Я оцепенело смотрела на выведенные им строки, смотрела на лист на барной стойке, смотрела на перьевую ручку на бумаге и опустившиеся рядом с ней пальцы. Чувствовала его за своей спиной, чувствовала, как утопаю в смятении и в том, что вязкими волнами сейчас расходилось от него.
— Это невозможно, — хрипло шепнула пересохшими едва не царапающими друг друга губами.
— Пиздец, как солидарен уже четыре часа и сорок восемь минут пока ты спала, — усмешка в распадающемся едва-едва слышном шепоте, тронувшим горячим дыханием прядь у правого уха.
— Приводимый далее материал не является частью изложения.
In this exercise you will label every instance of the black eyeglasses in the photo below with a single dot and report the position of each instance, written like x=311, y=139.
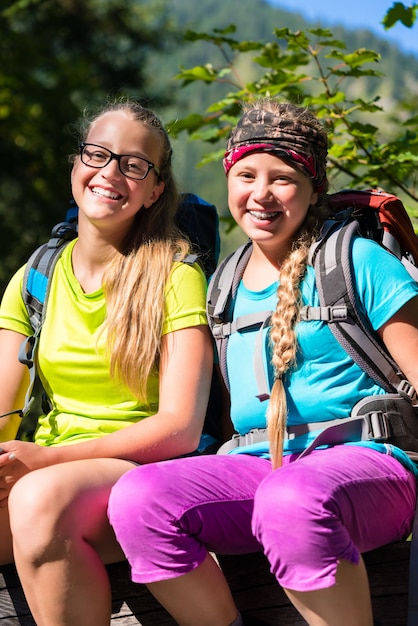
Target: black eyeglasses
x=131, y=166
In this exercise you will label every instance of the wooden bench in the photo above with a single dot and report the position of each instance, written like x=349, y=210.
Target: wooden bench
x=260, y=599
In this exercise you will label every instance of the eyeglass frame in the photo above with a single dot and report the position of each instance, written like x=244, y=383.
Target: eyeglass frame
x=118, y=157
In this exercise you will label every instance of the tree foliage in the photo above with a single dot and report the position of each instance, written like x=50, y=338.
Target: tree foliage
x=315, y=69
x=58, y=59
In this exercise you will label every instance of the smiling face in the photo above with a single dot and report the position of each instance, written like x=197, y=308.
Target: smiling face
x=105, y=196
x=269, y=200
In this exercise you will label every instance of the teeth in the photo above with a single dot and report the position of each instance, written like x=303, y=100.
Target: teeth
x=104, y=192
x=261, y=215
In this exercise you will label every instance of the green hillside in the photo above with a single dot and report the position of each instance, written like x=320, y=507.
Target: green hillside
x=256, y=20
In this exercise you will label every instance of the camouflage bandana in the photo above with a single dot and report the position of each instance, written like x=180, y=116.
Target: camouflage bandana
x=260, y=130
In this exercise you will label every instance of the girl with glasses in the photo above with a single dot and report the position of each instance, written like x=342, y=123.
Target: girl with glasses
x=312, y=516
x=126, y=359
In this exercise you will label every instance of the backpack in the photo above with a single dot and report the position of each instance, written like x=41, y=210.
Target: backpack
x=370, y=213
x=391, y=417
x=197, y=219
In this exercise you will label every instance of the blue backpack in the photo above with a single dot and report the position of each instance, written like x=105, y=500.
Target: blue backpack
x=197, y=219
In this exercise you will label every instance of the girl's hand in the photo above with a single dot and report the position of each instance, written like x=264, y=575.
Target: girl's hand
x=17, y=458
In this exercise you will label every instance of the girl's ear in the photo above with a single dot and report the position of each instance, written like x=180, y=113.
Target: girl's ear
x=155, y=194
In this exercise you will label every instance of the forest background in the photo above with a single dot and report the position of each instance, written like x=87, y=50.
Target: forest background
x=193, y=63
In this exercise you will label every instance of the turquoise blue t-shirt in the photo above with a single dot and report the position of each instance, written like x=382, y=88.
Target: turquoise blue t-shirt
x=325, y=382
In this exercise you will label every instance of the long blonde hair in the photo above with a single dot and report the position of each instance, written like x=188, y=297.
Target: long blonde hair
x=135, y=280
x=282, y=334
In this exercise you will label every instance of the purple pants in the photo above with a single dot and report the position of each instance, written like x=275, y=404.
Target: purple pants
x=306, y=516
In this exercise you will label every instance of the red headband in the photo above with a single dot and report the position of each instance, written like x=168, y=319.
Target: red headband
x=236, y=154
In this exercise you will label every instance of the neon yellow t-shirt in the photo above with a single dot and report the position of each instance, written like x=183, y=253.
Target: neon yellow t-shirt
x=72, y=362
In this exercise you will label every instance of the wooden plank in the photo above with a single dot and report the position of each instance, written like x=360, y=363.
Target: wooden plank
x=258, y=596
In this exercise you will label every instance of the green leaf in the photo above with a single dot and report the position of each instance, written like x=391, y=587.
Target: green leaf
x=400, y=13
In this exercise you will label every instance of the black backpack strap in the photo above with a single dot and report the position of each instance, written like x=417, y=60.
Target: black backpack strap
x=220, y=299
x=35, y=291
x=337, y=293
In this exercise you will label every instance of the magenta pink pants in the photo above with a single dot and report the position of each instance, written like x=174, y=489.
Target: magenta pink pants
x=306, y=516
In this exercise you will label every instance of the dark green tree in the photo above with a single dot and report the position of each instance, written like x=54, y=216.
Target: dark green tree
x=57, y=59
x=370, y=146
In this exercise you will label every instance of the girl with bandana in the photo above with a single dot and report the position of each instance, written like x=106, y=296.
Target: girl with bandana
x=312, y=516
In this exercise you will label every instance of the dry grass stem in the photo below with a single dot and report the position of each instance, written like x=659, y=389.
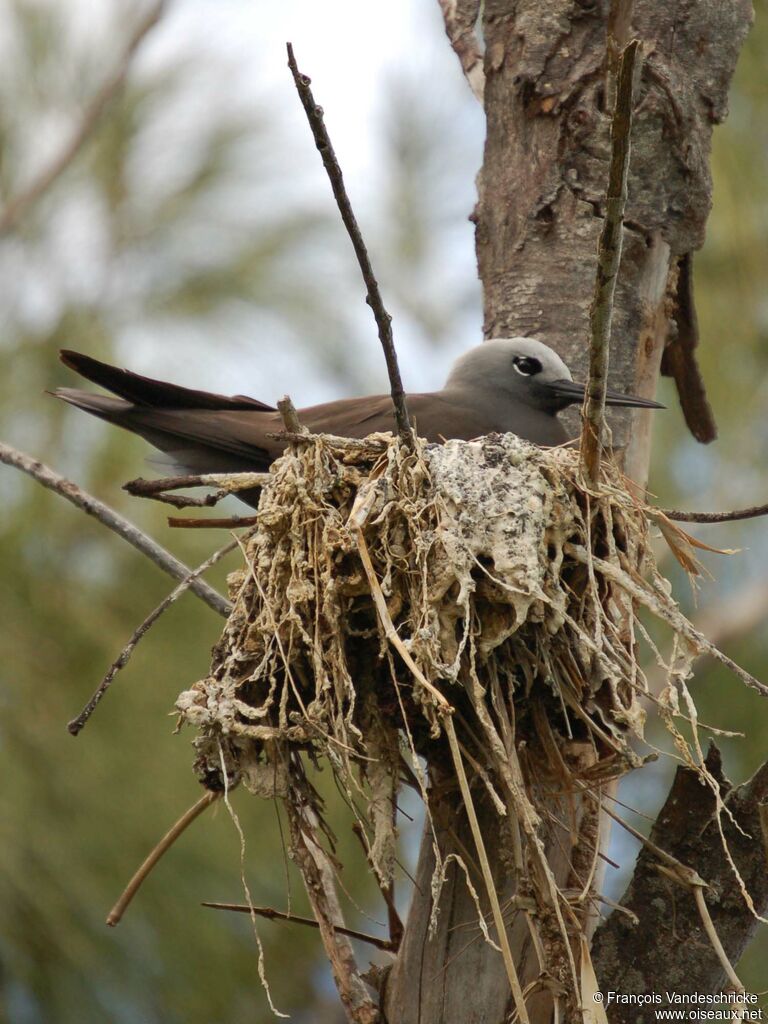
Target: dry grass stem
x=471, y=606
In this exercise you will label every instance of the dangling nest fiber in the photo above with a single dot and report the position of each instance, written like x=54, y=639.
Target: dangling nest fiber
x=382, y=585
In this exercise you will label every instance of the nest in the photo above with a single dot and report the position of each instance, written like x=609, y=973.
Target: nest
x=473, y=590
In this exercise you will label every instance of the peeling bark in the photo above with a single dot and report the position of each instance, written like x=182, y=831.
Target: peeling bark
x=538, y=220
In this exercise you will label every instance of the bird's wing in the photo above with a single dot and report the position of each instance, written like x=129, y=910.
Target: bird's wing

Движение его пальцев переворачивающих на пару мгновений страницу с моим заявлением, — однако… ты пишешь моим почерком.
— Это ты моим, — необдуманно, возмущенно, протестующее, ибо беспочвенное обвинение и он рывком за плечо повернул меня к себе. Вжавшуюся спиной в равнодушную перекладину столешницы, пытаясь отодвинуться от того, что переливами в медовых глазах, обладатель которых положил руки по обе стороны от меня на столешницу, чуть склоняя голову и пристальнее вглядываясь в мое лицо. В глаза. Парализующий миг, потому что снова непонятно как реагировать на то, что изнутри прет, и встречает ровно то же самое. Все в сплетении, когда глаза в глаза, у обоих вопросы, недопонимания, подозрения и… смятение. У него стерто, полное самообладание, но чувствуется.
Это кратким отчаянием в задержке моего выдоха. Это тенью рассеянности в янтарном мерцании глаз, не понимающих где оно, то, что нужно ударом топора с плеча… не понимающего, потому что он явно изучает врагов для их социальной сортировки и выведения стратегии поведения, а на мне, видимо, произошел сбой и в его глазах тысячи доводов логики, но… нет. Смотрит на меня прямо, открыто, не скрываясь. Смотрит на то, как у меня все нарастает хаос внутри, как сильнее спиной в перекладину, как слезы страха и непонимания из глаз и ведет уголком губ. Без намека на улыбку, сарказм, агрессию. Мимика человека, который хочет прекратить все, но осознает, что любое движение спровоцирует апокалипсис. Отводит взгляд, но не убирая руки и все вдруг ощущается мягче, будто воздух разряжается, будто легче в легкие и ощущение словно за кольцом этих рук мир со своими законами, но вот здесь правила совершенно иные. Негласные, неписанные, но интуитивно ощущаемые и невероятно понятные. И это до разрыва в венах потому что не знаешь, как объяснить себе подобные ощущения и тем более не знаешь как взять это, прошивающее до молекул, под контроль.
Он чуть подался вперед корпусом, все так же глядя в сторону. Испугано попыталась отступить назад, ощущая, как будто сминает это пробное наступление, и он остановился.